Perth · Instagram · Photography · Print design · 1-year engagement

Band disbanded 2024
Services delivered
Photography Videography Social media management Print design Flyer design Ticket books Fold design Brand consistency

The brief

Fire were a Perth-based band who came to Cirkall wanting to grow their social media presence and build genuine community awareness around their concerts. They needed someone to handle the full creative side — not just social media, but the visual identity that went with it.

The challenge

A music artist is a different brief from a café or a restaurant. You are not just driving bookings. You are building a feeling around an artist. The content has to match the energy of the music and the experience of the show, which is harder to define and harder to get right than a straightforward conversion campaign.

The print side added another layer. The flyers, ticket books, and fold design all had to feel cohesive with the social media presence. When the Instagram and the physical materials look like they come from the same place, it does something for how people perceive the artist. Getting that alignment right across both channels simultaneously was the main creative challenge of this project.

Not every brief comes with a clear conversion metric. Knowing how to work without one is a skill in itself.

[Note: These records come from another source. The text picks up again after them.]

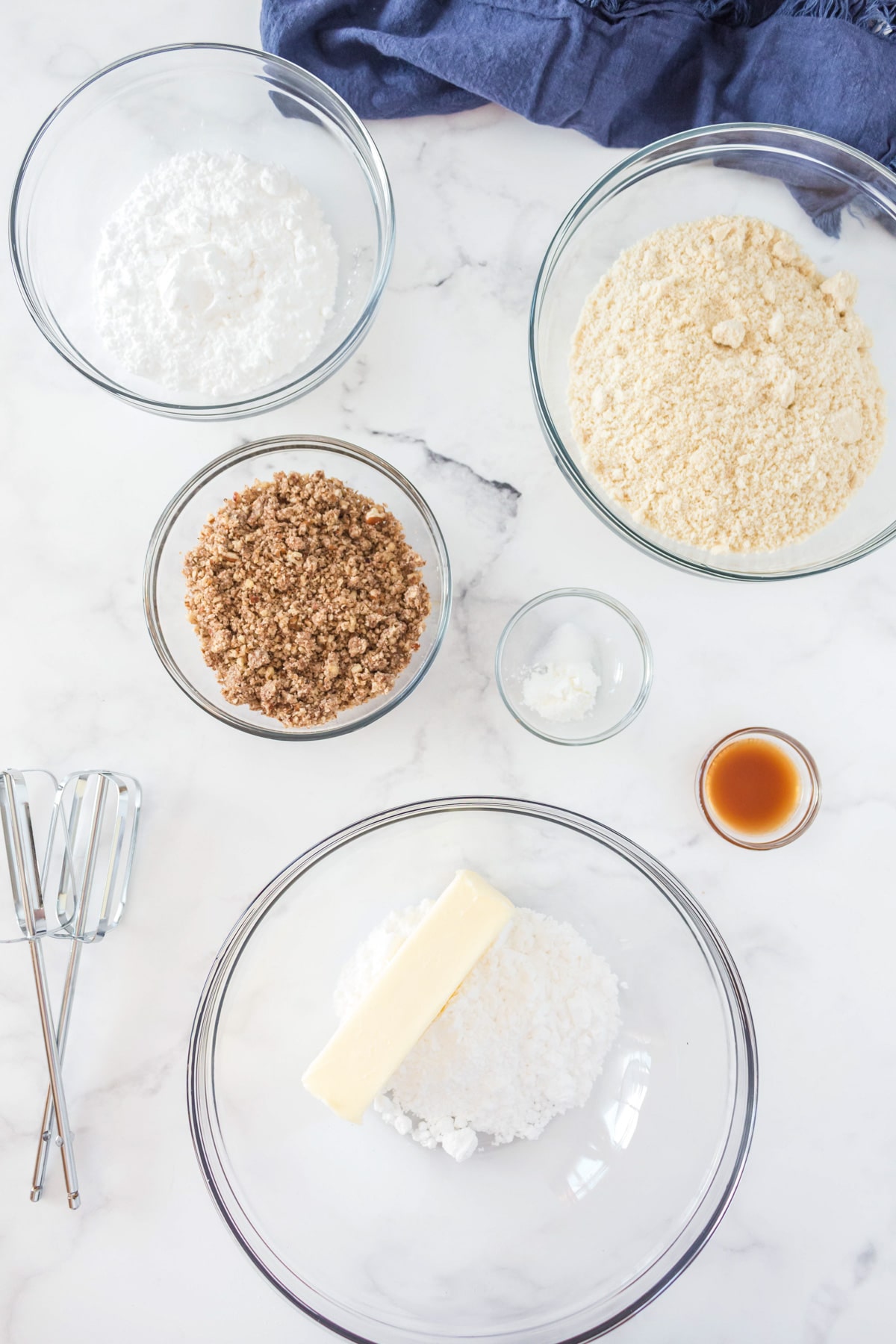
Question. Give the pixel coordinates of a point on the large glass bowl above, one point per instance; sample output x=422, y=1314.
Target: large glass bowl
x=178, y=531
x=729, y=169
x=100, y=141
x=541, y=1242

What I was responsible for vs what the client did

I handled everything visual: photography, videography, social media content, and all print design. The band provided creative direction on the feel and aesthetic they were going for. Final decisions on print materials went back and forth between us until they felt right.


The approach
1
Reels-led social strategy from day one
The social media strategy was reels-led from the start. Performance clips, behind-the-scenes footage, concert previews. Short-form video consistently outperformed static posts for a music audience and built the kind of engaged community that actually shows up to gigs rather than just following online.
2
Build visual coherence across digital and print
I designed Fire's flyers, ticket books, and fold design, ensuring the visual language across everything felt consistent and matched the energy of the live experience. The goal was that picking up a flyer and opening their Instagram felt like the same world. That coherence is what starts to build a recognisable artist identity.
3
Grow the community around the live experience
The measure of success for a music client isn't follower count. It is people in the room. The strategy kept that as the north star: every piece of content was designed to make someone want to be at the next show, not just watch from a phone.

Before & after
Before
First concert~80 attendees
Social mediaLimited presence
Print materialsNot cohesive
CommunityEarly stage
After (1 year)
Third concert~150 attendees
Social media200+ new followers
Print materialsCohesive with digital
CommunityEngaged, showing up
Results at a glance
80
attendees at first concert (pre-campaign)
110
attendees at second concert
150
attendees at third concert (88% growth)
200+
new followers over the engagement

The results came through most clearly at the concerts. The audience grew at every show. That is the metric that matters for a live music act.


Why this matters

This project demonstrates range: the ability to move between digital and print, between strategy and hands-on creative execution, and between the measurable (concert attendance, follower growth) and the harder-to-quantify (does this feel right for this artist).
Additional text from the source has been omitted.